# M1400, wacom pen and Xorg 1.5 with HAL [SOLVED]

## Jamesbch

Hello here,

I upgraded my (old) Motion M1400 (Tablet PC) with Xorg 1.5 etc... and needed to configure it with new .fdi files. I tried the migration guide but it failed to have my wacom pen working. At the moment I still have my old xorg.conf file to have it working so I would like to have it recognized automatically. What should I do ? Tried http://wiki.archlinux.org/index.php/Wacom_Tablet didn't work for me.

Thank you in advance.

----------

## Jamesbch

Bump, please help me. I use this as my xorg.conf :

 *Quote:*   

> Section "ServerLayout"
> 
>         Identifier     "Layout0"
> 
>         Screen      0  "Screen0" 0 0
> ...

 

How should I generate a correct fdi please ?
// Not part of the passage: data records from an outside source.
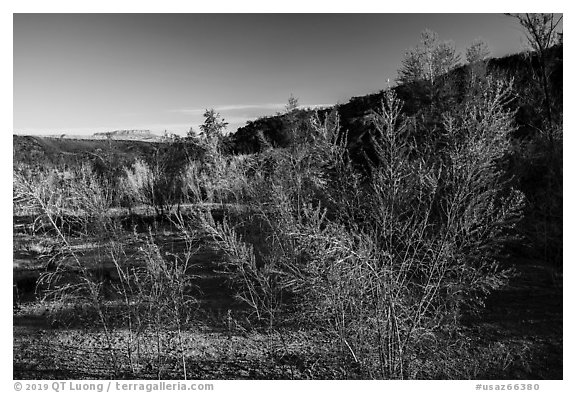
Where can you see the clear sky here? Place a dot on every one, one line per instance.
(84, 73)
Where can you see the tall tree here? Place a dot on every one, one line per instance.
(541, 33)
(477, 51)
(214, 125)
(423, 65)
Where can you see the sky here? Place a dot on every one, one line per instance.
(84, 73)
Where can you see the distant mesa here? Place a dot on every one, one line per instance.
(121, 134)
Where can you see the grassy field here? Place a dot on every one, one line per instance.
(517, 336)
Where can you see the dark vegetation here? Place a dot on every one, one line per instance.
(411, 233)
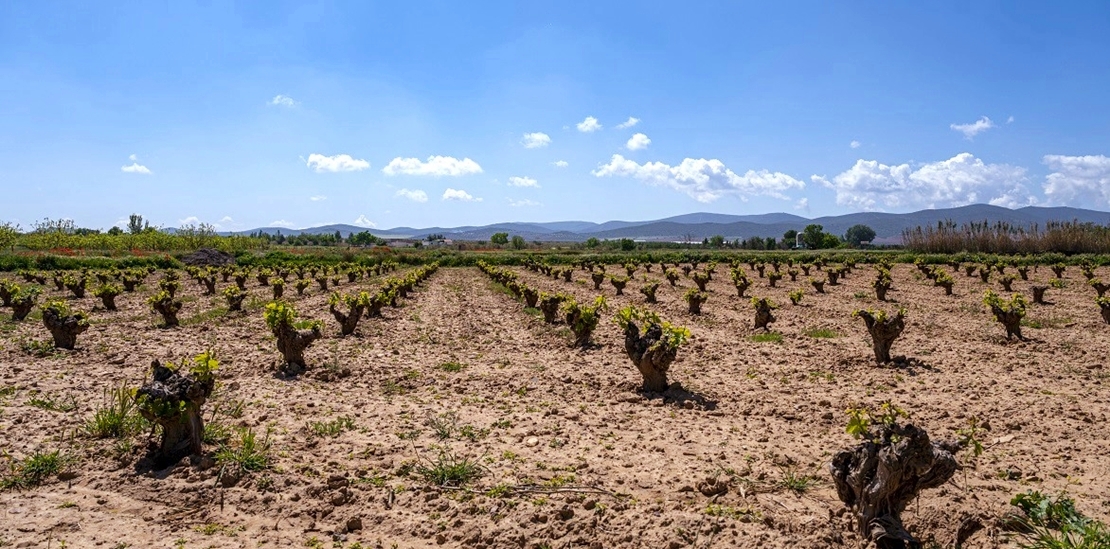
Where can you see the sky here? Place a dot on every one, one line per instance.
(296, 114)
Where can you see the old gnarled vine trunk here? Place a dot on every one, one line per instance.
(653, 361)
(878, 479)
(292, 343)
(64, 329)
(182, 426)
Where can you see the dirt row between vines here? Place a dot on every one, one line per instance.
(595, 463)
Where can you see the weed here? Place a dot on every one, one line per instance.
(767, 337)
(50, 404)
(248, 454)
(452, 366)
(821, 333)
(448, 469)
(33, 470)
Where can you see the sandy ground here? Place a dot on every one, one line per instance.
(595, 463)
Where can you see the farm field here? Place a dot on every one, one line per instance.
(559, 446)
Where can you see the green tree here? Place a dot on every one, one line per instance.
(814, 236)
(9, 233)
(859, 233)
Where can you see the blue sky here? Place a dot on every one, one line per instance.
(466, 113)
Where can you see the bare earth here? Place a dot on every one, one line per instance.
(594, 463)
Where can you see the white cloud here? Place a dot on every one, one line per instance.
(704, 180)
(514, 181)
(336, 163)
(628, 123)
(415, 195)
(283, 101)
(638, 141)
(435, 166)
(537, 140)
(958, 181)
(588, 125)
(458, 195)
(137, 168)
(975, 128)
(1078, 181)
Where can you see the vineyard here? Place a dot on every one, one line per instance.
(531, 400)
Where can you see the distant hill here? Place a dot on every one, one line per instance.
(888, 227)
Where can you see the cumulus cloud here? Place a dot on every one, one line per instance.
(628, 123)
(436, 166)
(137, 168)
(415, 195)
(638, 141)
(537, 140)
(1079, 181)
(974, 129)
(458, 195)
(282, 101)
(588, 125)
(514, 181)
(704, 180)
(955, 182)
(336, 163)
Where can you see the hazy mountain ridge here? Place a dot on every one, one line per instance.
(702, 225)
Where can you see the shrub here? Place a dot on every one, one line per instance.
(764, 306)
(879, 477)
(234, 297)
(583, 318)
(172, 399)
(653, 349)
(618, 283)
(884, 331)
(695, 298)
(293, 336)
(355, 305)
(64, 325)
(1009, 313)
(740, 281)
(796, 296)
(22, 302)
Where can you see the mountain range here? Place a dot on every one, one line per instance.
(696, 226)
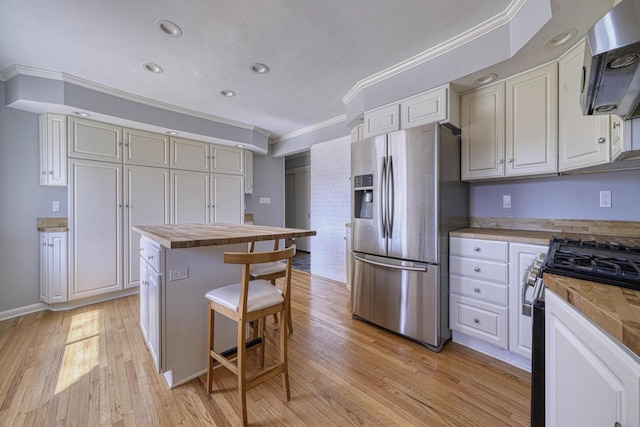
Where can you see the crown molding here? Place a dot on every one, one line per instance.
(15, 70)
(309, 129)
(473, 33)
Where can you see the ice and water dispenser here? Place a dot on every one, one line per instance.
(363, 196)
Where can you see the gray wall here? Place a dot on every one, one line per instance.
(562, 197)
(23, 201)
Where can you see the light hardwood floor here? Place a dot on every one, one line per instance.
(89, 367)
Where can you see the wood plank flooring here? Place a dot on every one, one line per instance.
(89, 366)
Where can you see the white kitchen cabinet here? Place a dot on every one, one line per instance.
(582, 140)
(146, 148)
(53, 267)
(483, 133)
(591, 379)
(151, 264)
(53, 149)
(95, 228)
(381, 120)
(532, 122)
(521, 257)
(227, 199)
(227, 160)
(189, 197)
(147, 202)
(248, 172)
(441, 105)
(94, 140)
I'm using x11-drivers/linuxwacom-0.8.2, x11-base/xorg-server-1.5.3-r6, gentoo-sources 2.6.25-gentoo-r7 (upgraded to .30-r6 with some acpi problems)

EDIT: Here is my lshal for my wacom pen :

 *Quote:*   

> udi = '/org/freedesktop/Hal/devices/pnp_WACf004'
> 
>   info.capabilities = {'input', 'input.tablet', 'input.tablet.tabletPC'} (string list)
> 
>   info.linux.driver = 'serial'  (string)
> ...

 

Does it help ?

----------

## Jamesbch

It's working with the latest xorg-server-1.6.xx and wacom drivers ! There is a .fdi installed in /usr/share/hal/fdi/policy/20thirdparty/10-linuxwacom.fdi

I hope it'll help someone.

----------